Revolutionary Keywords for a New Left comprises short essays on fifty revolutionary keywords, each word being put to work on a contemporary political issue. With keywords ranging from academicisation to neoliberalism, from postcolonial to Zionism and with subjects including, Badiou, North Korea, sexual violence and Žižek, the book concludes with an essay mapping the development of progressive keywords before our century of revolution, which began in 1917, keywords that emerged in the fifty years of struggle between 1917 and 1967, and revolutionary keywords for the new left today.
Ian Parker’s Revolutionary Keywords is an innovative and rigorous analytic for the contemporary left whose passionate discourses sometimes lose the theoretical clarity that distinguishes Marx’s own writings. Revolutionary Keywords takes philosophical risks by unlayering the conceptual densities of such complex concepts as antagonism, normalcy, precarity, and accelerationism.
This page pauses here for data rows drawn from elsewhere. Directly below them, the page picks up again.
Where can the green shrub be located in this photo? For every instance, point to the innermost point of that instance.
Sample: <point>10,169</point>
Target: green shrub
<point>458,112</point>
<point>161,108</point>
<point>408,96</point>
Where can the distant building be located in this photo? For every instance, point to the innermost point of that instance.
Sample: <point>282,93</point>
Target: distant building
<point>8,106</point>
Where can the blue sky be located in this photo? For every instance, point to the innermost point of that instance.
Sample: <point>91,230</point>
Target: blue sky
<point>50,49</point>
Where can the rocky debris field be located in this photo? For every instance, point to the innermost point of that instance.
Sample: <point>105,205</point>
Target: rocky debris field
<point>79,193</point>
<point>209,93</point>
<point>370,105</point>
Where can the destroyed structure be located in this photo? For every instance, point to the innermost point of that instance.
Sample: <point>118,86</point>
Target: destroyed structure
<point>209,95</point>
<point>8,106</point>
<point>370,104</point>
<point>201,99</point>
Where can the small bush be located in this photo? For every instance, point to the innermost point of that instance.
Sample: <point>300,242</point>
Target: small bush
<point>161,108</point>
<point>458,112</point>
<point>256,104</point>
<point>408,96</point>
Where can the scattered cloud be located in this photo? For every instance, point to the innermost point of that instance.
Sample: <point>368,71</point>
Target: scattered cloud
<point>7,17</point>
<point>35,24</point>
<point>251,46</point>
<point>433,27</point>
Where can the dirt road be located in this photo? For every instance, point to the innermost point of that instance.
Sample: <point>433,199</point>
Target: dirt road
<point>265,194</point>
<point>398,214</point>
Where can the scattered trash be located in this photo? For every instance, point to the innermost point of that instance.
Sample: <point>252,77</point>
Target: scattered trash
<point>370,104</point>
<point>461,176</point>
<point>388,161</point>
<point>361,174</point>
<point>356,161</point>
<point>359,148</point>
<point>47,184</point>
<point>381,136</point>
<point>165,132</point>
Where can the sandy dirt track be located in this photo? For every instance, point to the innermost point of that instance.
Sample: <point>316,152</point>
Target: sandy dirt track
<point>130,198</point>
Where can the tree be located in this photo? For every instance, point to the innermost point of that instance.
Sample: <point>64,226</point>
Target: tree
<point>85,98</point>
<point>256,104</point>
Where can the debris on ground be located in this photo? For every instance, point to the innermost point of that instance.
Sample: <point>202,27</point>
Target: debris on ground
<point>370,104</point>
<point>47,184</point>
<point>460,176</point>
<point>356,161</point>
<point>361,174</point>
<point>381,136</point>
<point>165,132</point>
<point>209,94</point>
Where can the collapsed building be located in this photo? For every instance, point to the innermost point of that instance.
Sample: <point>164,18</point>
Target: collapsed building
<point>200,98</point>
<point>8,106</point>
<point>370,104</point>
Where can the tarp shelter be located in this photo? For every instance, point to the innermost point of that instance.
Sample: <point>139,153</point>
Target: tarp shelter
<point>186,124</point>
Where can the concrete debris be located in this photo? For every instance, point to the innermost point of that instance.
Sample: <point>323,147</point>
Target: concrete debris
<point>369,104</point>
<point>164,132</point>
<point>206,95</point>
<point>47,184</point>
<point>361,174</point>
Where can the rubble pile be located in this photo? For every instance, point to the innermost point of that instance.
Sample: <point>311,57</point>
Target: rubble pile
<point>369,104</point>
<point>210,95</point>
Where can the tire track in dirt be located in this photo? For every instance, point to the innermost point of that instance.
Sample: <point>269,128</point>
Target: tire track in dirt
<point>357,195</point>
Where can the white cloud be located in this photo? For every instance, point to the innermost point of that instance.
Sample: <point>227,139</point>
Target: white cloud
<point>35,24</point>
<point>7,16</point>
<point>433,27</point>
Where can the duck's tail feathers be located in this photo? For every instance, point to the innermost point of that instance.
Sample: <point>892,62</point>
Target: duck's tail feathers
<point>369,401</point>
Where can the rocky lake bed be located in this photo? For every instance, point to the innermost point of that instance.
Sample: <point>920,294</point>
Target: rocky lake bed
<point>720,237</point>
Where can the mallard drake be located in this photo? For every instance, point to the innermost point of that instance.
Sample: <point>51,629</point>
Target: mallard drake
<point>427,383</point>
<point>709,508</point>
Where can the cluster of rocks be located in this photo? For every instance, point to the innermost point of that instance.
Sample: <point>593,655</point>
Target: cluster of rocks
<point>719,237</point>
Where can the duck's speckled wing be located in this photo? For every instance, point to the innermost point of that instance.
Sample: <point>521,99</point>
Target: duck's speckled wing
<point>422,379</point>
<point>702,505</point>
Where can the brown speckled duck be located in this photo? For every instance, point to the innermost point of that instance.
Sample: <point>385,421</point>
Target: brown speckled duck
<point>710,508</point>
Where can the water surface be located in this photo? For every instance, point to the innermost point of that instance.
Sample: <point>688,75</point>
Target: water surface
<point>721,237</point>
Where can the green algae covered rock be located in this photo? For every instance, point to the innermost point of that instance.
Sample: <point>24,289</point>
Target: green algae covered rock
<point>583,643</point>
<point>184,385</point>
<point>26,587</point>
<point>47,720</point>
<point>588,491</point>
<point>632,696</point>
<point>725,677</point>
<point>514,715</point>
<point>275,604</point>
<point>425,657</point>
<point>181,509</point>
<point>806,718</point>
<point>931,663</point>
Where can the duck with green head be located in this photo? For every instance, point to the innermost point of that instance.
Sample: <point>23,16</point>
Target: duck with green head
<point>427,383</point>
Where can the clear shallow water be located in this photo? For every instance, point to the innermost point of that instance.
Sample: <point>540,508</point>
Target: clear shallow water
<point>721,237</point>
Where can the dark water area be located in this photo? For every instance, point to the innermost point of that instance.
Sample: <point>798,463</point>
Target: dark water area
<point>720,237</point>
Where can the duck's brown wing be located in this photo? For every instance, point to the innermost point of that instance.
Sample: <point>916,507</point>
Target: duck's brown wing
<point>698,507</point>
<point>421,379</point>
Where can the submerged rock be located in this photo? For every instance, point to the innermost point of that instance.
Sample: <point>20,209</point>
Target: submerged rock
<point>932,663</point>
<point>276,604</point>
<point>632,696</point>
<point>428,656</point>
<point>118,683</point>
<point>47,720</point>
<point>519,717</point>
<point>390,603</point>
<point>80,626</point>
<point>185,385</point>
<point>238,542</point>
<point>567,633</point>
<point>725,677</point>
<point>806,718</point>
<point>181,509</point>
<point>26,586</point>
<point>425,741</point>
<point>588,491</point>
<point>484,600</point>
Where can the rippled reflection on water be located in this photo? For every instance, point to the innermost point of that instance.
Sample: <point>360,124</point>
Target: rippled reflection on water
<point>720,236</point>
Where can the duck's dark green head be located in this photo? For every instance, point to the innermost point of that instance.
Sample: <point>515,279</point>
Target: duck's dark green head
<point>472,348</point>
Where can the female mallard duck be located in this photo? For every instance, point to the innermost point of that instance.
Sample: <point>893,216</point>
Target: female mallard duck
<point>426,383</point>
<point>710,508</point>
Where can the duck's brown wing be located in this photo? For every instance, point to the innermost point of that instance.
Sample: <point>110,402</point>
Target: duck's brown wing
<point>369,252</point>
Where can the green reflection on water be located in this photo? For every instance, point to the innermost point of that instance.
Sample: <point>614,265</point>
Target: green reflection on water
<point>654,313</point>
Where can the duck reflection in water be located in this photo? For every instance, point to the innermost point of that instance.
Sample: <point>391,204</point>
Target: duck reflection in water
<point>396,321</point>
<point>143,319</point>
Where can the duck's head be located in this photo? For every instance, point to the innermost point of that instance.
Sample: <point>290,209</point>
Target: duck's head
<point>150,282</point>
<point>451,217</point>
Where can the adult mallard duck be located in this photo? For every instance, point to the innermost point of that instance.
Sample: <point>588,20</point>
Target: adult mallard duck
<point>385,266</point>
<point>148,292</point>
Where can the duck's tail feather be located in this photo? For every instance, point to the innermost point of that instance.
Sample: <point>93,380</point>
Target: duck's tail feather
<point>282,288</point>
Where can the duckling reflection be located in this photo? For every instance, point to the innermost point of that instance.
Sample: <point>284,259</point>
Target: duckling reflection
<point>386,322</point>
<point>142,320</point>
In laying bare each concept, Parker provides the philosophico-historical lines of its formation and situates it within its broad social conditions. The book is a pioneering convergence of activist writings and philosophical inquiry.
Teresa Ebert, Author of The Task of Cultural Critique
Provides a clear account of new keywords used in the new left political movements, providing information on the historical development of these terms, as well as testing them in practice in relation to political events.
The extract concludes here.